TAMPA — Mental health experts say right now people are experiencing pandemic anxiety for a lot of different reasons.

“There’s a new environment and a new society we’re going to have to reengage with and that brings a lot of anxiety,” said Tampa Psychologist Dr. Sheriece Sadberry.

Some of the reasons for recent anxiety include worrying about the effectiveness of vaccines, fears over new virus strains, and many people are concerned about their children under 16 who still can’t get vaccinated.

“There’s also this sense of that, 'I’m adapting to change' and even though human beings can be very adaptable, we don’t necessarily like things to change,” said Sadberry.

She says in some ways people have already adjusted to pandemic life, whether they liked it or not, and the idea that things will soon change is stressful.

“So now they’re thinking about 'how do I reintegrate back into society? How do I reengage with people I haven’t been around or haven’t seen or haven’t had to interact with all this time,'” said Sadberry.

Some people enjoy working from home, it may suit their personalities more and they don’t want to go back to work.

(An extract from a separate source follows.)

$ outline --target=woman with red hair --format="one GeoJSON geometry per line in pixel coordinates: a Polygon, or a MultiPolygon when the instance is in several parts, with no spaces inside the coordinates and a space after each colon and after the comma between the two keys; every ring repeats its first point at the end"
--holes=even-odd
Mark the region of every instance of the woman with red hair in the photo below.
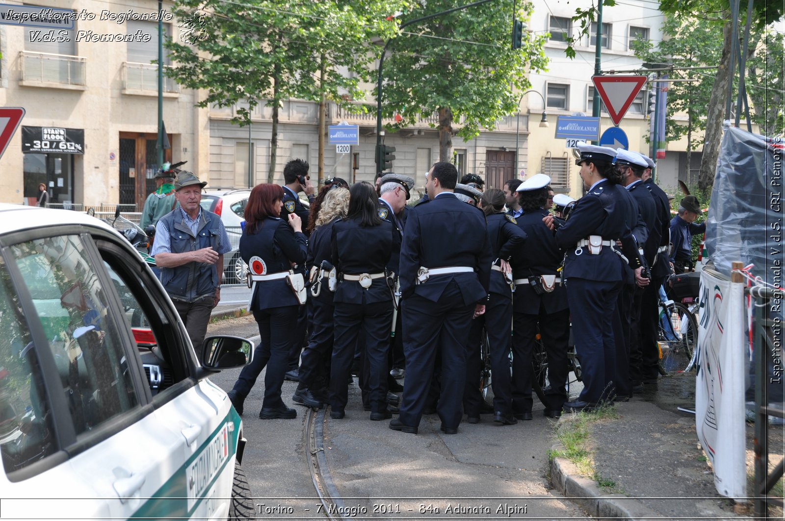
{"type": "Polygon", "coordinates": [[[251,363],[243,368],[228,394],[237,413],[242,414],[243,403],[266,366],[265,400],[259,413],[262,420],[297,417],[297,411],[281,399],[283,373],[300,308],[286,275],[294,264],[305,261],[308,243],[296,213],[289,214],[288,222],[279,218],[283,199],[283,188],[277,184],[254,187],[245,208],[245,228],[240,237],[243,260],[253,272],[261,275],[254,282],[248,308],[259,324],[261,339],[251,363]]]}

There are also those who are having a hard time seeing crowds again, and people not wearing masks, relaxing those public health measures.

“What I tell people to do is take a step back and go 'okay what is going on for me right now? What am I noticing that’s different that might be triggering this,'” said Sadberry.

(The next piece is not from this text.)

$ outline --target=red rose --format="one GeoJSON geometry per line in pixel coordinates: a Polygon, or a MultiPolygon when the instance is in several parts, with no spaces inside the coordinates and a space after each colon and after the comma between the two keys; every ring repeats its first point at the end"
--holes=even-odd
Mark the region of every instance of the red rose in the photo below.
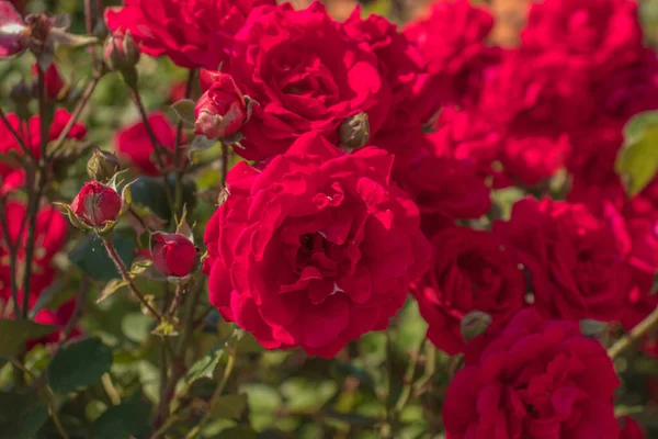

If you’re unsure if you’re experiencing anxiety, Sadberry says there are two different aspects mental health experts look at when determining anxiousness: mental and physiological.

Mental

  • Constant worrying
  • Thinking about the same things a lot
  • Fear
  • Questioning things

Physiological

  • Difficulty breathing
  • Heart racing
  • Chest tightness
  • Sweaty palms

Sadbery says one of the quickest ways to calm down is to focus on your breathing.

“If you calm your breath down to a 5 to 7 second inhale and a 5 to 7 second exhale, so a really slow deep breathing that becomes rhythmic, then your body will respond to that,” said Sadberry.

As we slowly make adjustments in our lives, experts suggest scheduling things into your routine to take care of yourself and de-stress like reading book, taking a bath, or exercising.

“Being able to identify where you can put that into your work week, or your week in general as your adjusting back so you’re not losing sight of taking care of yourself,” said Sadberry.